Perpetual activity does not necessarily equal meaningful progress or effective leadership. Mistaking motion for action can lead to inefficiency, wasted resources, and missed opportunities. True leadership involves making purposeful, well-informed decisions and taking deliberate actions that align with a clear strategy and vision. It’s about setting priorities, managing time and resources effectively, and ensuring that every effort contributes to the achievement of meaningful goals.
The shortest answer is doing the thing.
Lengthy deliberations and over-analysis can lead to missed opportunities, delayed decision-making, and a lack of agility. Taking swift, well-informed action encourages innovation and allows companies to proactively respond to challenges and opportunities. Rather than getting bogged down in endless discussions, focus on execution and results, which ultimately builds a more efficient and effective operation.

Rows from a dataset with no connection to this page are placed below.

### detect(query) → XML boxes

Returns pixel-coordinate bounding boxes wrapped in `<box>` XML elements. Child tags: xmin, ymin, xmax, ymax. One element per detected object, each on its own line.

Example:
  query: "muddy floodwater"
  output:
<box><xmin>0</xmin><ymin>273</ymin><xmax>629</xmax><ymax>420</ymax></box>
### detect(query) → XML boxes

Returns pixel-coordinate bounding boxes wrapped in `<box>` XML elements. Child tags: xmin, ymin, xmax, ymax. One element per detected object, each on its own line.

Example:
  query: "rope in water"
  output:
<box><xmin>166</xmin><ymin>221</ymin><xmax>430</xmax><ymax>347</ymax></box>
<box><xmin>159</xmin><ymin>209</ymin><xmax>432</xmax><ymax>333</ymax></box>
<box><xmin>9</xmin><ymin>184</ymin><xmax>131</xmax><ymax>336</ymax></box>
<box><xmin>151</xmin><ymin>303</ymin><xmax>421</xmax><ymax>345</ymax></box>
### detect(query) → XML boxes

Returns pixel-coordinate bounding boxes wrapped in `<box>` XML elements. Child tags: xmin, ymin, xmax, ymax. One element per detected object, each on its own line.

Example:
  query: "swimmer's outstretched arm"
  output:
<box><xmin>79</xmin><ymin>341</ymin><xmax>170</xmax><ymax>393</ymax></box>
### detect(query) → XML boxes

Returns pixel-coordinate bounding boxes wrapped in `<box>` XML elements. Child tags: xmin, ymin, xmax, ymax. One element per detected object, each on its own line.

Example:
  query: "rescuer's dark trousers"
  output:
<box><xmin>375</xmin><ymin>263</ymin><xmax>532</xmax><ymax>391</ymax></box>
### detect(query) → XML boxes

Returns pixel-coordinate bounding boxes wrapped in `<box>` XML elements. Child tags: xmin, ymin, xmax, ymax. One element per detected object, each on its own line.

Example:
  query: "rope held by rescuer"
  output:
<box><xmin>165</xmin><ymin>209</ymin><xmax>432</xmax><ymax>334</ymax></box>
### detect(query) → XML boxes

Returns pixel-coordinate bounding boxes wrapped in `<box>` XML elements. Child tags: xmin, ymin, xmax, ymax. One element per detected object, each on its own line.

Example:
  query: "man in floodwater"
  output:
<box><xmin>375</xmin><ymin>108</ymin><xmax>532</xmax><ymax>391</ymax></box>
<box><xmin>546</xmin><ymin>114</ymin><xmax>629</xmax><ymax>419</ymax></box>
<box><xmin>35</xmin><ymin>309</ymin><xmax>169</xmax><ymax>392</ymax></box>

The first draft of anything is shit.
A culture of iteration, continuous improvement, and learning from mistakes makes employees feel comfortable taking risks, proposing new ideas, and making initial attempts without the fear of harsh judgment. No first effort is perfect, but you have to start somewhere. If you seek innovation, first establish a structured organization where refining and revising ideas is encouraged.
The world breaks everyone, and afterward, some are strong at the broken places.

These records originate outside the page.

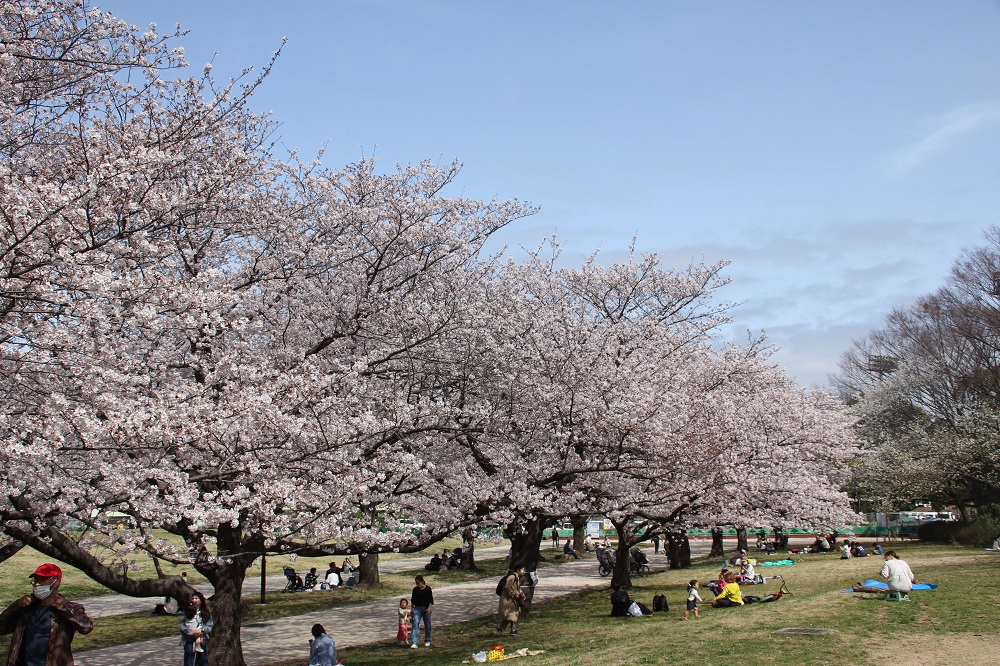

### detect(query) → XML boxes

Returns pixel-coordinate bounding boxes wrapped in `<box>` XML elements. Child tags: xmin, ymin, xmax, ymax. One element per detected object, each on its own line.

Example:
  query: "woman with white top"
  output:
<box><xmin>882</xmin><ymin>550</ymin><xmax>917</xmax><ymax>594</ymax></box>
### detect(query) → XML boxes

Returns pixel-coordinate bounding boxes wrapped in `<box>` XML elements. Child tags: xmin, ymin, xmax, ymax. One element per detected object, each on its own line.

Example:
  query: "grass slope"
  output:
<box><xmin>298</xmin><ymin>545</ymin><xmax>1000</xmax><ymax>666</ymax></box>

Setbacks and challenges are inevitable, but how you respond to these difficulties will determine if your business can endure and use its struggles and failures to improve. Can you adapt, grow stronger in the process, and emerge better equipped to navigate adversity, make informed decisions, and inspire your team? Why not embrace adversity as a chance to develop your skills and improve your organization? Experienced leaders often point to resilience as the most important quality in a fledgling business. They also cite numerous failures that ultimately paved the way to success.

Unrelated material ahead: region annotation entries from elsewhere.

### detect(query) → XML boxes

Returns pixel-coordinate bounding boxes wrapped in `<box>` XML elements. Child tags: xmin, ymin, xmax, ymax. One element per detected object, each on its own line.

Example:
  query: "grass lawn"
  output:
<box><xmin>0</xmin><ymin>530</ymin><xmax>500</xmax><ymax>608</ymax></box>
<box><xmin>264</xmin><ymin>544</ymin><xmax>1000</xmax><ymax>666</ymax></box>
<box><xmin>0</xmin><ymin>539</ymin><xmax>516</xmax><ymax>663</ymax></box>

The man who has begun to live more seriously within begins to live more simply without.
When a company begins to focus on its core values and prioritizes what truly matters, leaders can emphasize essential competencies and eliminate unnecessary complexity. By living—and leading—with a sense of purpose, business leaders can foster a more focused, efficient, and purpose-driven environment.
Cowardice…is almost always simply a lack of ability to suspend the functioning of the imagination.
Don’t let your fears and anxieties run wild. Excessive worrying about negative outcomes hinders decision-making. Over time, operating within static fear breeds a culture of pessimism that inhibits collaboration and creativity. Your people should not be reluctant to voice new ideas or dissent from the status quo because they fear criticism. Effective leaders and organizations must balance imagination and creativity with a healthy dose of courage to overcome challenges.
The writer’s job is not to judge, but to seek to understand.
Creativity and productivity can thrive in a workplace that encourages empathy, open communication, and collaboration. Employees and leaders should listen actively to one another, suspend judgment, and work to genuinely understand each other’s perspectives, ideas, and concerns. Want to improve both your team and their work? Strengthening the relationships on your team engenders a culture of inclusivity where diverse viewpoints are welcomed.